During pre-season, be it from the right or centre, he showcased a nose for the ball and an obvious understanding of his positional responsibilities. He then impressively carried that into his Premier League debut at the weekend.
Playing neither as a right-back nor a traditional centre-back, but as a right-sided centre-back in a three-man defensive line, he excelled against a very good attacking Spurs unit. His performance was made all the better by the fact he had an out-of-position James McCarthy at right-wing back just ahead of him, and Holgate would have had to help guide the Irishman through the game positionally at times.

In the first 15 minutes, he showcased impressive controlled aggression and an ability to get tight—but not too tight!—to his marker. The three-man defence allowed a three vs. one at the back, and that meant Holgate could leave the line to pursue his marker when he dropped deep.
Ronald Koeman asked McCarthy to track Danny Rose and Leighton Baines to track Kyle Walker—essentially limiting them to one-on-one battles—leaving Holgate a changing marker based on who entered his zone.
Covering zonally with no set man is the harder of those two jobs, and Holgate did well. Questions will be asked of his conduct for the equalising goal—a header from Erik Lamela, who at the time was indeed his man—but credit should be heaped on the Argentinian for a great finish, and Harry Kane for a near-post run that forced Phil Jagielka to reassign marking at the last second.


Holgate has also come to rely on his speed when it comes to tracking runs in behind, and his play is indicative of a defender who is willing to mirror a striker’s run on the turn and back himself to beat his opponent to the ball.
While you probably won’t catch him trying to match Jamie Vardy, roaming attackers who entered his zone were given a step and then closed off, just like in this example involving Christian Eriksen.

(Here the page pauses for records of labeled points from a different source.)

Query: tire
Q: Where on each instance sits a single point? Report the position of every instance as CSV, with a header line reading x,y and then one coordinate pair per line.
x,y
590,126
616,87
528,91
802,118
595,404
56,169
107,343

The only way in which Holgate’s style and effectiveness seen at youth level was not translated to his Premier League debut was his passing, which looked a bit shaky. He’s been known to launch wonderful cross-field switches to change the point of attack for his side, but against Spurs, he saw many of his passes intercepted and even caused a bit of worry when passing short.
Weaknesses
While the iffy passing on Saturday can be dismissed as nerves, Holgate does have obvious areas to work on. At 19 years of age, he understandably comes across as a little frail, and his body needs bulking up if he’s to stand the rigours of weekly Premier League play.

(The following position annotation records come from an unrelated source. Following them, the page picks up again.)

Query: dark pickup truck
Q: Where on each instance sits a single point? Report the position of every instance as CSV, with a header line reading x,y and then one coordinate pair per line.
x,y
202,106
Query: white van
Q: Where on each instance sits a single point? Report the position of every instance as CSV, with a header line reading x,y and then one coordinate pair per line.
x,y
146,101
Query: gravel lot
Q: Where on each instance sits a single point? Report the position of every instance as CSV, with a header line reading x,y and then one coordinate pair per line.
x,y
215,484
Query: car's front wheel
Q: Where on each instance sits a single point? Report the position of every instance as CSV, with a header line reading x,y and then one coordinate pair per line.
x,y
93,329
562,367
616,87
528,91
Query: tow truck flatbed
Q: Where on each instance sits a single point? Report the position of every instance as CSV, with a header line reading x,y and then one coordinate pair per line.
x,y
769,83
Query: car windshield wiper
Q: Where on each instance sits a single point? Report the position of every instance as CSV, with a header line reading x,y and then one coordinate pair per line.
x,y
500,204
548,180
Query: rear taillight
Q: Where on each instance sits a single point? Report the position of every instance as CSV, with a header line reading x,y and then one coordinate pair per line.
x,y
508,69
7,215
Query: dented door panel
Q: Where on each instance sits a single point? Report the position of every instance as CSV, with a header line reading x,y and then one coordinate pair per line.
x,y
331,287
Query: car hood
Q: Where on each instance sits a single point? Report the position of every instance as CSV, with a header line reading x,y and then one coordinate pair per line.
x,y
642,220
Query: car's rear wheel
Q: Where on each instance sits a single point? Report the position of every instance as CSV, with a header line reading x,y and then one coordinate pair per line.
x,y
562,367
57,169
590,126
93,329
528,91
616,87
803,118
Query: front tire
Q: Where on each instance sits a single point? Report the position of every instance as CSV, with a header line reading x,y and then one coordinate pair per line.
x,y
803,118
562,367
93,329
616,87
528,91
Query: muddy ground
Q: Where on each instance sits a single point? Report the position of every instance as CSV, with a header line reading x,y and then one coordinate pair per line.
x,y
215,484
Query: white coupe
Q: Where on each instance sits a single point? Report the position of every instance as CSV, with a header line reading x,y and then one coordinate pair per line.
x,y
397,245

As aggressive and proactive as he is, he’ll be brushed aside by the likes of Diego Costa and Zlatan Ibrahimovic; if he gets too tight to them and is then rolled (with ease), he’s suddenly the wrong side and chasing a striker up the pitch into a pocket of space he has left.
He also needs to work on his aerial skills, most notably the timing of his jumps. If his future really is at centre-back—and it probably is, given the frame he will fill out—there’s plenty to be taught when it comes to leaving the ground and challenging for balls. He often gets sucked in—again, a product of his aggressiveness—and is hardly dominant when rising with his marker.

The two weaknesses are linked, and they’re to be expected given his size, age and style. Yes, the likes of Kurt Zouma and Jonathan Tah showed no such frailties when they were the same age, but they are entirely different types of centre-backs and had their own problems coming through (Zouma, for example, only really learned to mark properly from 2015 onward).
Facing up so strongly against the likes of Kane, Eriksen and Dele Alli on your Toffees and Premier League debut is a sure-fire way to turn heads, and Holgate did just that.
He might well drop out of the side in the short-term due to the arrival of Ashley Williams, but after breaking through in such fashion and given the concerns over the rest of Everton’s central-defensive personnel, don’t be surprised if Holgate forces his way back into the XI before the end of the season.